See Indexing language execution value for details.

Examples

Try the simple-semantic-search sample application. The commerce-product-ranking demonstrates using multiple embedders. The multi-vector-indexing sample-app demonstrates how to use embedders with multiple document field inputs.

Exporting HF models to ONNX format

Transformer based models have named inputs and outputs that needs to be compatible with the input and output names used by the Bert embedder or the Huggingface embedder.

The simple-semantic-search sample app includes two scripts to export models and vocabulary files using the default expecteded input and output names for the bert-embedder and the huggingface-embedder. The input and output names to use can also be overriden by the various transformer- input and output huggingface-embedder parameters and bert-embedder parameters.

Debugging ONNX models

When loading ONNX models for embedders, the model must have correct inputs and output parameters. Vespa offers tools to inspect ONNX model files. Here, minilm-l6-v2.onnx is in current working directory:

$ docker run -v `pwd`:/w \
  --entrypoint /opt/vespa/bin/vespa-analyze-onnx-model \
  vespaengine/vespa \
  /w/minilm-l6-v2.onnx

...
model meta-data:
  input[0]: 'input_ids' long[batch][sequence]
  input[1]: 'attention_mask' long[batch][sequence]
  input[2]: 'token_type_ids' long[batch][sequence]
  output[0]: 'output_0' float[batch][sequence][384]
  output[1]: 'output_1' float[batch][384]
...
The above model input and output names conforms with the default bert-embedder parameters.

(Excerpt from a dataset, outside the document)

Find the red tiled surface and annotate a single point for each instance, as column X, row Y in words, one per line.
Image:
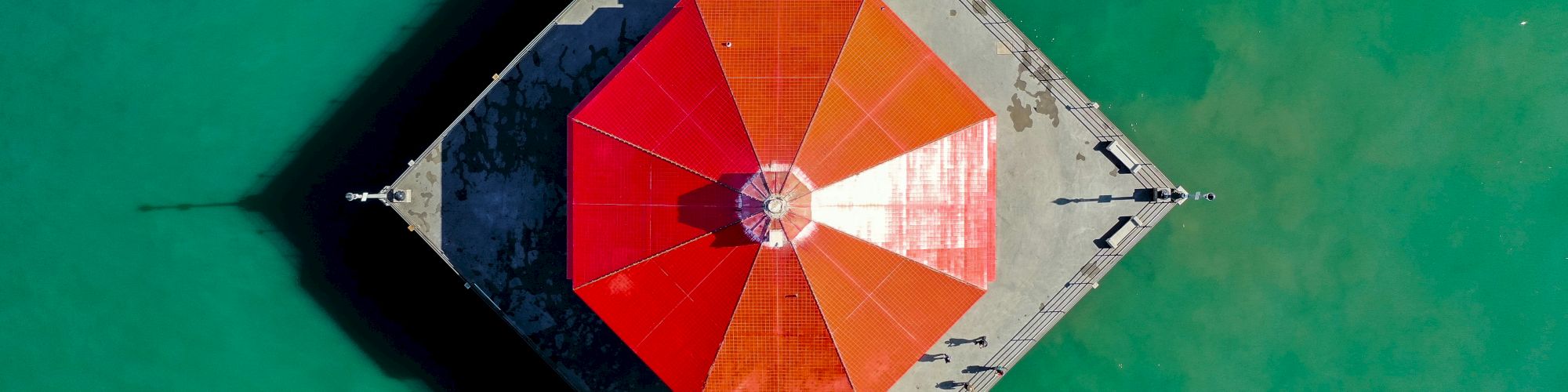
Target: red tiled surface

If loading models without the expected input and output parameter names, the Vespa Container node will not start (check vespa.log in the container running Vespa):

 WARNING container        Container.com.yahoo.container.di.Container
  Caused by: java.lang.IllegalArgumentException: Model does not contain required input: 'input_ids'. Model contains: input

When this happens, a deploy looks like:

$ vespa deploy --wait 300
Uploading application package ... done

Success: Deployed .

Waiting up to 5m0s for query service to become available ...
Error: service 'query' is unavailable: services have not converged

Embedder performance

Embedding inference can be resource intensive for larger embedding models. Factors that impacts performance:

  • The embedding model parameters. Larger models are more expensive to evaluate than smaller models.
  • The sequence input length. Transformer type models scales quadratic with input length. Since queries are typically shorter than documents, embedding queries is less resource intensive than documents.
  • The number of inputs to the embed call. When encoding arrays, consider how many inputs a single document can have. For CPU inference, increasing feed timeout settings might be required when documents have many embedinputs.

Using GPU, especially for longer sequence lengths (documents), can dramatically improve performance and reduce cost. See the blog post on GPU-accelerated ML inference in Vespa Cloud. See also Vespa container GPU setup guide for using GPUs with Vespa.

Metrics

Vespa's built-in embedders such as Bert and HuggingFace emits metrics for computation time and token sequence length. These metrics are prefixed with embedder. and listed in the Container Metrics reference documentation. Third-party embedder implementations may inject the ai.vespa.embedding.EmbedderRuntime component to easily emit the same predefined metrics, although emitting custom metrics is perfectly fine.